李小凤太了解郭骑云了,面对郭骑云双目中的暗淡,她追问:
“那你要怎么做?”
郭骑云沉默以对,许久以后,他说:
“我、我不会因为一个猜测,背……背叛他。”
李小凤的声音却比郭骑云要坚定:
“我知道——如果我错了,我走,你我……一刀两断,从此天涯陌路!”
“可如果是真的,你必须跟我走!”
明明声音很坚定,但郭骑云却从未婚妻的目光中,看到了足以让他融化的期待。
铁石都能融为铁水!
他的左手猛的握拳:
“好!”
他不会背叛王天风,但王天风若是对他痛下杀手,那他自然就能抛弃所有的幻想了。
他对得起王天风!
至于党国,他更是不曾亏欠过。
李小凤笑了,笑容无比的绚烂,像是冬日里的骄阳,又像是寒夜里的那堆篝火。
“我接应你,你若生死,我不苟活!”
李小凤心里轻声的对上级说着抱歉——她知道现在的自己不像一个红色战士,可一想到过去那段时间的煎熬,她的决心又无比的坚定。
那个理想中的世界,若是没有他的陪伴,自己……怕是受不了那漫长的煎熬岁月吧。
……
王天风手握的情报网,在填充了中统(党通局)交换干部后,自然是像模像样了起来。
毛钟兴的行程,被他们所掌握,还真不是什么难事——就连毛钟兴都是给一群外国银行家当“神秘人”的事,都能被王天风密查出来,更不用说掌握他的行踪了。
但毛钟兴显然并未意识到自己已经进了制裁名单,此时的他,还在遗憾的跟外国银行家们告别。
嗯,这是美化后的说法,真实的情况是:
在知道了张安平清廉如水后,这些银行家们,算是死心了——没有了张安平做突破口,他们压根没法旧事重查,没法查的情况下,自然就没法要求国民政府赔偿。
毕竟,国民政府是有证据证明那笔财富都被日本人炸没了。
既然这样,毛钟兴自然从他们的座上宾变成了恶客——被他们给草草打发了。
上车后,毛钟兴气急败坏的骂道:
“这帮洋人,真特么的是翻脸无情,前段时间还把老子当爷,现在……特么把老子当夜壶了!”
大白天的,夜壶是多么败兴的东西呀。
枉他还以为这些洋人那么尊重他,这次哪怕是没有算计成张安平,这些人也跟他结下了深厚的友谊,自己还能借助他们的关系大赚特赚——特么的,竟然成夜壶了!

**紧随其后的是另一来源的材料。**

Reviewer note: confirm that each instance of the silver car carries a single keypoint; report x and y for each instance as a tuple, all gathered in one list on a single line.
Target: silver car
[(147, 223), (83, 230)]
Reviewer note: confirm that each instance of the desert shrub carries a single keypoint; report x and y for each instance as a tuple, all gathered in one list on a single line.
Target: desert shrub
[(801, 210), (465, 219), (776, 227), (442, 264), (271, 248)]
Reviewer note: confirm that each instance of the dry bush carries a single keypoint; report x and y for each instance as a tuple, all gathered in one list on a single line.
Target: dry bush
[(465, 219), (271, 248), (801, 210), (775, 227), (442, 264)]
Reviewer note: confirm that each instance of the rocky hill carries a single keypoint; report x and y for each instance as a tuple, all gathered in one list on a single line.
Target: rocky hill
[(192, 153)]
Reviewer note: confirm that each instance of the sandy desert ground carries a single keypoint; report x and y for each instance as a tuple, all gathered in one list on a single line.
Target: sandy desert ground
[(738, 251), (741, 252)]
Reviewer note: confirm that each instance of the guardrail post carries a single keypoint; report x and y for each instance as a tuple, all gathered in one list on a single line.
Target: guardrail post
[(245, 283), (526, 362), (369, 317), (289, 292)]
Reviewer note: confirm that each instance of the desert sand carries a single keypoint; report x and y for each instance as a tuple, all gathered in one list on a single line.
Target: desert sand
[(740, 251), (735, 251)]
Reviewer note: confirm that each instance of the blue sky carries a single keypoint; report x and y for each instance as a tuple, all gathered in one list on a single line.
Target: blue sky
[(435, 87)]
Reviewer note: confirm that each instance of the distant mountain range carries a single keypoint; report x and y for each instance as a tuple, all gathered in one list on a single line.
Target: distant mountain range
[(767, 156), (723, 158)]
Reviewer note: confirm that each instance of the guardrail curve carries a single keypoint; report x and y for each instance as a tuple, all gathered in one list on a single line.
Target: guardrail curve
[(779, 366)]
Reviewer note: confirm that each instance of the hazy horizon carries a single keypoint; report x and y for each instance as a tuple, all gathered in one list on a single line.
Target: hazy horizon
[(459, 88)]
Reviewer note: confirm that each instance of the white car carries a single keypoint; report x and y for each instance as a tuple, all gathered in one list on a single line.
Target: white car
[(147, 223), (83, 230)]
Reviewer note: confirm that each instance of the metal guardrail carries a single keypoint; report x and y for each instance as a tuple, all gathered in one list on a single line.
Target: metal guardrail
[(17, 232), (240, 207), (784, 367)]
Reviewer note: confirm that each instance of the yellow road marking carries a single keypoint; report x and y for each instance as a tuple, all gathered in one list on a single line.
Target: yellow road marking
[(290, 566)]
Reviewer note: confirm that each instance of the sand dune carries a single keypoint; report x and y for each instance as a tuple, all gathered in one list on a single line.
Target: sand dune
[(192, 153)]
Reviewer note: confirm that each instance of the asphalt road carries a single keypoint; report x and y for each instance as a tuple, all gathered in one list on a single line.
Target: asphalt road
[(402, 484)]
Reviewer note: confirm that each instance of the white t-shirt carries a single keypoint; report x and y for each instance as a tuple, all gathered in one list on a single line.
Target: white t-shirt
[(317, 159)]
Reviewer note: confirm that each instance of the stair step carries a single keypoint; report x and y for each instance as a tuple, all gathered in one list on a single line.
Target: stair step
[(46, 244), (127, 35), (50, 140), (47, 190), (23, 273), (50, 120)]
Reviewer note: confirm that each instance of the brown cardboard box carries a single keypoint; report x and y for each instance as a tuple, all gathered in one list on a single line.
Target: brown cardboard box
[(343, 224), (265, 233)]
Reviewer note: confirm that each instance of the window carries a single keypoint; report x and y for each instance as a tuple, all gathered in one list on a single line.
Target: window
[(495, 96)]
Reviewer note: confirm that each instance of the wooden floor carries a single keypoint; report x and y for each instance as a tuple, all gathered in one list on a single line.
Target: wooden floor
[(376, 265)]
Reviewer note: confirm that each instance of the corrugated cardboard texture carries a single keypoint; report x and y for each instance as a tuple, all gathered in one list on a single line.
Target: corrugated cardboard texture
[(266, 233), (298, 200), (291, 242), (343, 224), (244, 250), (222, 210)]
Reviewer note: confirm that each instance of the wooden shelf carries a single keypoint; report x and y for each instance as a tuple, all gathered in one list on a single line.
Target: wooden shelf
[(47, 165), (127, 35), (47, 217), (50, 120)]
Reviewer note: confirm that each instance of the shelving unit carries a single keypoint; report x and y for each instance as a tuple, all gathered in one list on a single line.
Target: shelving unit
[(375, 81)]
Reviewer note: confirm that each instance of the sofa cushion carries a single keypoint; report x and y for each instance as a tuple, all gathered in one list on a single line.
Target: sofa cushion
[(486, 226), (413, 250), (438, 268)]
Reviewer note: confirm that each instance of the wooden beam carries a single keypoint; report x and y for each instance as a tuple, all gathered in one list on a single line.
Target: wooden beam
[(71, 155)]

【夜壶,那也是有用的东西,你们等着,一定能用到我!】
毛钟兴在心里狠狠的“发誓”,现在张安平位置不稳,一旦自己的叔叔坐稳了保密局局长的位置,那以后自己可不就是第二个张安平吗?
今天你们这帮洋人对我爱答不理,明天,你们这帮洋人,一定会跪……
正想着呢,突然听到有人喊自己,毛钟兴定睛一看,咦,郭骑云?
那个诈死的王天风的副官、现在明面上的代言人?
“停车——”
朝司机喊了一句,待汽车停稳,毛钟兴摇下车窗,对驶过来的汽车喊道:
“郭兄,这前不着村后不着店的破地方,竟然能遇见你,倒是巧了!”
郭骑云探出脑袋:“毛兄,我有事跟你说——”
停车后,他径直下车上了毛钟兴的车,毛钟兴对此也没多想,可郭骑云才坐定,就突兀的掏出了手枪。
砰砰砰砰
接连四枪,弹弹致命!
毛钟兴一脸愕然的倒下,到死都不敢相信自己会这么突然的挂掉——司机被巨大的变故惊呆了,第一反应是启动汽车,随后才想到了推门跑路,可这个时间,足够郭骑云将剩下的子弹悉数倾泻给他了。
厌恶的看了眼不甘却不得不死掉的司机——毛钟兴很坏,但搭上了他的司机,更坏,死有余辜!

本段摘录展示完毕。